En 2019, la SCOP est mise en redressement judiciaire et finalement vendue à SAMFY INVEST dont le patron, M. Supplisson, est également président LR de l’agglomération de Montargis.
De nouveau en difficulté, Alpine Aluminium attend désormais le jugement du tribunal en vue de son éventuelle liquidation judiciaire. Le site semble déjà être pressenti pour accueillir de nouvelles activités, dont un tiers-lieux.
Voilà pour le récit officiel.
J’ai vécu cette histoire un peu différemment… voici mon récit. Tant pis s’il ne cadre pas avec la version officielle.
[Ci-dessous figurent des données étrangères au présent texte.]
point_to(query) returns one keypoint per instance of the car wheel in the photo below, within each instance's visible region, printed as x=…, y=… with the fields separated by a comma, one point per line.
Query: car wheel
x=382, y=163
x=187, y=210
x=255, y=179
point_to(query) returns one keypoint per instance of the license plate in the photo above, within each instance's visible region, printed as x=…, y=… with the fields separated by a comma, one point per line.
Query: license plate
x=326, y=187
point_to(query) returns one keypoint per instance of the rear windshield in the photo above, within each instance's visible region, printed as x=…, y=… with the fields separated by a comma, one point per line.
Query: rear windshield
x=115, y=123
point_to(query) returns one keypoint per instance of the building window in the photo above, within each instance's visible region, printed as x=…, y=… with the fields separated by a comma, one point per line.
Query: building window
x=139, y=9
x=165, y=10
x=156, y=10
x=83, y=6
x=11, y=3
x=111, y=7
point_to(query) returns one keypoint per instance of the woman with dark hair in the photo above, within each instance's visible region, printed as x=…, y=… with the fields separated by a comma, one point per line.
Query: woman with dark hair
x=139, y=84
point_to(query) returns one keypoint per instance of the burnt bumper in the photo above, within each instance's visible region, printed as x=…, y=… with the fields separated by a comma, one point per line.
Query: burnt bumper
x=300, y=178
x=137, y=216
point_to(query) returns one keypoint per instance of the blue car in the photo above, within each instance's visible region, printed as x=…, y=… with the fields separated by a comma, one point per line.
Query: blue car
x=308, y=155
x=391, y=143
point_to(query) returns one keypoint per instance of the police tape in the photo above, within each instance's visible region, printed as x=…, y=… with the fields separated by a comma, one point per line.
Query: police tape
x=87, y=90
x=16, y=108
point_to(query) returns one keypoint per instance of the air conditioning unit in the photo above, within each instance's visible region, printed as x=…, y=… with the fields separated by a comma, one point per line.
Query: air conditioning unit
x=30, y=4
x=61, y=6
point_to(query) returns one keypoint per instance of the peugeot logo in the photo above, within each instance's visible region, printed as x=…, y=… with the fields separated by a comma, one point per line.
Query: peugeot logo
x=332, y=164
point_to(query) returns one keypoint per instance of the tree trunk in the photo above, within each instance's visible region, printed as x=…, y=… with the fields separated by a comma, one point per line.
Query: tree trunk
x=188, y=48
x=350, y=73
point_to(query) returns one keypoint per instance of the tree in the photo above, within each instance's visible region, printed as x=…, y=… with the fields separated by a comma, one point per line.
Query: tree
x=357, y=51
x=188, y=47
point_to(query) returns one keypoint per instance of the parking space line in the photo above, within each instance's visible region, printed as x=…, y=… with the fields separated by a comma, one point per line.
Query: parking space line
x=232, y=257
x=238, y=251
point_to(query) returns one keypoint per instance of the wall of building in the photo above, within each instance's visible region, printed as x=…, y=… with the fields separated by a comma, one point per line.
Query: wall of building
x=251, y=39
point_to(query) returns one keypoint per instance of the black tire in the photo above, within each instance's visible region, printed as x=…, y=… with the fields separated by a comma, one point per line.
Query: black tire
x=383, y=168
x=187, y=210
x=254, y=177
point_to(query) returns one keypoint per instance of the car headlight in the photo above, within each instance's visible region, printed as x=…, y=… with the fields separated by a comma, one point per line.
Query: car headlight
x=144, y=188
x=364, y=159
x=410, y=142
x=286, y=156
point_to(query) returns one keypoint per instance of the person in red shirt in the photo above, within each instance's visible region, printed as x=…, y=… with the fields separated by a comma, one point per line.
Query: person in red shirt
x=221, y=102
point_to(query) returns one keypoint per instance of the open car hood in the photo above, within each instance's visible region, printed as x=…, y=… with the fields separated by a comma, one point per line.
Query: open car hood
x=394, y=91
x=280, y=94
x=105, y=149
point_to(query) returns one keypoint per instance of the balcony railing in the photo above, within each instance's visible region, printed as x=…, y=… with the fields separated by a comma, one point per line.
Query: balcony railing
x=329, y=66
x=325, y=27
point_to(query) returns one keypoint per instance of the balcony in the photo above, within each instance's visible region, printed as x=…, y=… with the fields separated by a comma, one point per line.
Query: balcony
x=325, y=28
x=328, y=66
D’abord, je me souviens fin 2014 ou début 2015 d’une présentation du projet de SCOP dans une commission de l’agglo. On avait les chiffres. Tout le monde (les élus de Cran-Gevrier en premier) vantait le projet comme idéal. En sauvegardant les emplois, il était quasi-miraculeux. J’étais alors intervenu pour largement nuancer et m’inquiéter. Ayant quelques années d’études d’économie et d’expertise derrière moi, j’étais circonspect. De mémoire, il fallait investir (au bas mot) 15 millions d'euros pour remettre à niveau l’outil de production, ce que les salariés et leurs créanciers ne faisaient pas. La survie du projet était donc très incertaine, mais chut… il ne fallait pas écorner ce projet de SCOP (pour la gauche cela reste toujours un mot magique). Pourtant, j’avais dit que de mon point de vue, ce projet n’était pas viable et qu’on “jouait” avec l’espoir des salariés. Mais vu que j’étais dans la minorité…
Malheureusement, 4 ans après et je le regrette, les faits m’ont donné en grande partie raison. Car même si des circonstances dramatiques ont poussé la SCOP sur la mauvaise pente, ce sont bien ses résultats qui l’ont amené au tribunal et à une reprise.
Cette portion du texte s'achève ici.